Yakim - 2013-08-09 18:22:43
Tokenizer should preserve hyphenated words, because the individual parts of a compound word are often unrelated to (not synonymous with) the overall word.
tag() and stopwords()
// Replace all non-word chars with comma
$pattern = '/[0-9\W]/';
consider these words:
Windows98
IPv4
802.11n
At a minimum, tokenizer should at least preserve "words" containing numerals+alpha chars. Also, in order to handle technical text corpus, tokenizer really should preserve "words" containing mid-word dot characters.
===============
quoting from github.com/vlogus/gistfy
Associate words with their grammatical counterparts. (e.g. "city" and "cities")
^--- the code within your class attempts to employ mixed concepts -- stemming, part-of-speech weighting, and frequency weighting.
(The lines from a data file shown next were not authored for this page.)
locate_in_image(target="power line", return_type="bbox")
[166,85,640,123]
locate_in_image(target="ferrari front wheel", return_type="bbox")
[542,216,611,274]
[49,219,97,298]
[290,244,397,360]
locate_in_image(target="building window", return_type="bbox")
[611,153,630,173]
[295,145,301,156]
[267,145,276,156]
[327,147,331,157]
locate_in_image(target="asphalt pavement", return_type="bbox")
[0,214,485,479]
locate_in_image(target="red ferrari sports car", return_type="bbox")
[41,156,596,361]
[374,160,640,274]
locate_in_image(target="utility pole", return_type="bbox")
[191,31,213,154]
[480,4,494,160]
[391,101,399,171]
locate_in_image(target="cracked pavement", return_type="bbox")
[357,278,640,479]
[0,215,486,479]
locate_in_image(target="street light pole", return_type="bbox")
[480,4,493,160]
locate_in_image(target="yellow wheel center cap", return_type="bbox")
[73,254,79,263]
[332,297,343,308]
Prior to, or in addition to, performing these steps (certainly prior to moving on to the next step "calculate the occurrence") it really should discard true "hardcoded, predefined, language-specific" noisewords. For English text, a noisewords list would contain up to 450 elements.
Calculate the occurrence of each word in the text.
Assign each word with points depending on their popularity.
Detect which periods represent the end of a sentence.
(e.g "Mr." does not).
Split up the text into individual sentences.
Rank sentences by the sum of their words' points. and LexRank ponis
Return X of the most highly ranked sentences in chronological order.
^--- Respectfully, the gist() class method does not seem to fulfill this stated goal. The delimiting constraint is character count, regardless whether or not "X of the most highly ranked sentences" fit. Instead, gist() should return XX argv sentences and allow the caller the decision to truncate the returned string.